The number you are paying for
Twelve pages. Timelines, service codes, percentages, a roadmap that runs to 2027. One number is missing, and it is the one that comes out of your pocket.
What does this cost. How many staff. How many years. How many tax dollars to rebuild, by 2027, a thing that already runs in 2026 and costs the public nothing.
The deck does not say. A plan this size, in front of a committee, with no price on it. You are funding it, and you have not been told what it costs.
So ask. Ask your councillor what the 311 redesign costs and how many people are on it. Ask why the city is paying to build from scratch what residents already use for free. You may not get a clean answer. That is reason enough to keep asking.
The offer, and I am serious
You do not have to build the front end. It exists. Residents already use it.
SolveTO can be the front door, the part the public touches, today. The city builds one thing: a back end that pulls the reports from SolveTO into your systems. That is a fraction of the work in this deck, and it skips the years.
This does not replace 311. It becomes its fastest front door, and every report still lands in the city’s own systems.
Free for residents. The reports flow to the city the moment they are filed. You add whatever you need behind it. Want the AI chat, I will switch it on. Want search, I will build it. Ask me.

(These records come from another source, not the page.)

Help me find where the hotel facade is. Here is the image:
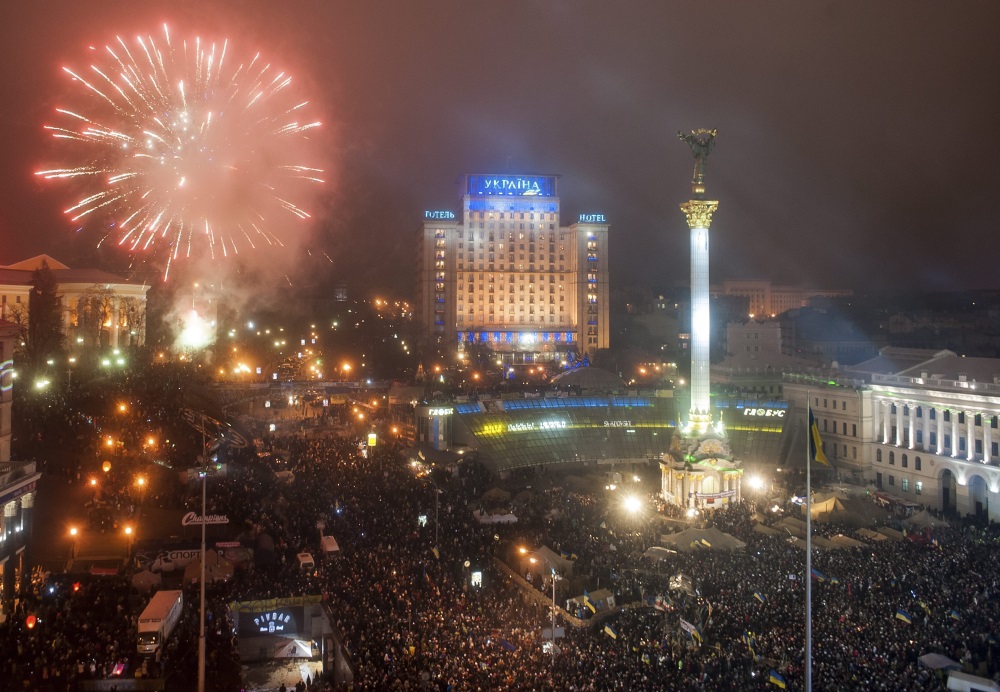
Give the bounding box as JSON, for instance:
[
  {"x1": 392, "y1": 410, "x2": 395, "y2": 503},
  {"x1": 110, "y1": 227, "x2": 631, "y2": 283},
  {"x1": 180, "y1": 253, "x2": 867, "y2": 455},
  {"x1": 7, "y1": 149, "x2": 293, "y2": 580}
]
[{"x1": 415, "y1": 174, "x2": 610, "y2": 365}]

This is not for the city as an institution that has to follow a roadmap. It is for the resident who reports a pothole tonight and wants the city to know about it tonight, not in 2027.
So do something with this
If you live here, you are not a bystander in this. Try it tonight at solveto.ca. Then send your councillor one line: this already exists, why are we paying to build it again. That sentence, from enough people, moves faster than any roadmap.
If you write about the city, the story is sitting in the open. A public deck, a 2027 date, and a working version that shipped in February. The questions write themselves. What does it cost. Why the wait. Why rebuild what residents already use.
If you run a campus, a hospital, a business district, anything with land and people on it, you do not have to wait for the city at all. The same tool is one boundary away.
I wrote that Canada sits at number 47 on the world’s civic ranking because the gap is architecture, not resources. This deck is that sentence, in twelve pages.
The city wrote a plan for 2027. You can use the thing tonight. The only question left is how long we agree to wait.